Virtual Floodgates Open for Telehealth Services – Is Coronavirus Changing the Way We Do Healthcare?
A Pennsylvania man waits anxiously by his laptop to speak with a healthcare provider about a scratchy sore throat and low-grade fever he’s had for the past two days. A Dallas mother is dropped into queue with instructions to gather all medications and shot records before signing in to video chat with an urgent care doctor about her sick baby.
This could be the new face of healthcare since the spread of coronavirus (COVID-19) in recent weeks. In fact, some telehealth providers including, San Francisco based, Doctors on Demand have seen a 50% uptick in virtual visits to doctors and other healthcare clinicians in the past few days alone.
Rapidly Changing Landscape
Just last year, doctors affiliated with leading Boston based firm, Amwell that provides video healthcare for patients in 44 states was conducting virtual visits about 1-2 times per month.
Today, the number of patients linked to telehealth services supporting video or virtual doctor visits has skyrocketed. Doctors who had initially expected telemedicine to grow steadily over the next 3 or 4 years have suddenly been thrust into the virtual arena with the spread of coronavirus (COVID-19).
Major institutions including renowned, Cleveland Clinic have reported an increase in virtual visits by 15 fold in the last week alone and University of Pennsylvania, Philadelphia has ramped up the number of clinicians who handle virtual consults from 6 to 60.
Patients who may be immune suppressed, actively sick with a contagious illness or not in need of emergency treatment can be seen by a clinician without having to risk their health or the health of others while waiting in a crowded doctor’s office. In many cases, medical personnel can quickly evaluate the health of a patient and determine if there is a need for further testing, an in-person physical examination or treatment. This leaves medical centers and hospitals room and resources for sick patients symptomatic with coronavirus, or other medical conditions.
While telemedicine has exploded over the coronavirus crisis, getting resources in place along with workable networks is not without its challenges. As the Internet strains to keep up with exponential demand for bandwidth, healthcare clinicians scramble for virtual care training as they hit the ground running. Confusion over insurance reimbursement and payment to facilities and caregivers has further complicated the matter.
Despite its slow rollout and technical infrastructure overload, major providers like Cleveland Clinic are onboarding their complete physician staff as well as, nursing to handle the influx of remote video visits.
Of course, not every individual will benefit from virtual healthcare since some conditions or illnesses can only be evaluated through a hands-on medical examination and tests.
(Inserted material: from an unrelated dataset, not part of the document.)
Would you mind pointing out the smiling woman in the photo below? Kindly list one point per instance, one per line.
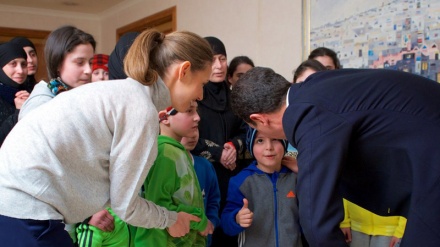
(68, 53)
(12, 74)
And while recent surveys reveal 28% of patients feel there’s less of a connection to their doctor with remote visits, more physicians, (36%) fear the very real possibility of mistakes being made without the ability to evaluate the health of a patient in person.
Another major obstacle to telehealth has been the physician concern (77%) over whether virtual visits will be covered by an already overburdened healthcare system. That may be quickly changing however, in light of the Trump Administration’s decision to rapidly expand telehealth to curb the spread of coronavirus. Just last week, the president authorized services for tens of millions of Medicare patients who choose this delivery model for healthcare and a reimbursement rate for providers equal to that of “in-person” visits.
A whole host of clinicians that include physicians, nurse practitioners, psychologists and clinical social workers provide preventive health screenings, medical evaluations, and mental health counseling if needed.
Even smaller Telehealth networks accessed through phone apps such as MedMind, have found a place in the rapidly changing healthcare marketplace. The app designed to put patients in touch with healthcare services including clinicians, support resources, programs, and information will also track wellness progress. Individuals will not only interact with their doctor online, but will have access to shared test results and reports, medication changes and reminders, and online nutritionists and wellness coaches.
While some healthcare providers have been ahead of the curve, gently introducing telemedicine to patients over the last couple of years, others must now scramble to put a technical infrastructure and doctors in place under the weight of current coronavirus conditions.
And while this emerging doctor patient treatment model continues to gather momentum, after the initial crisis of COVID-19 has passed, it is clear virtual medicine has a permanent role in the way we experience healthcare as a nation.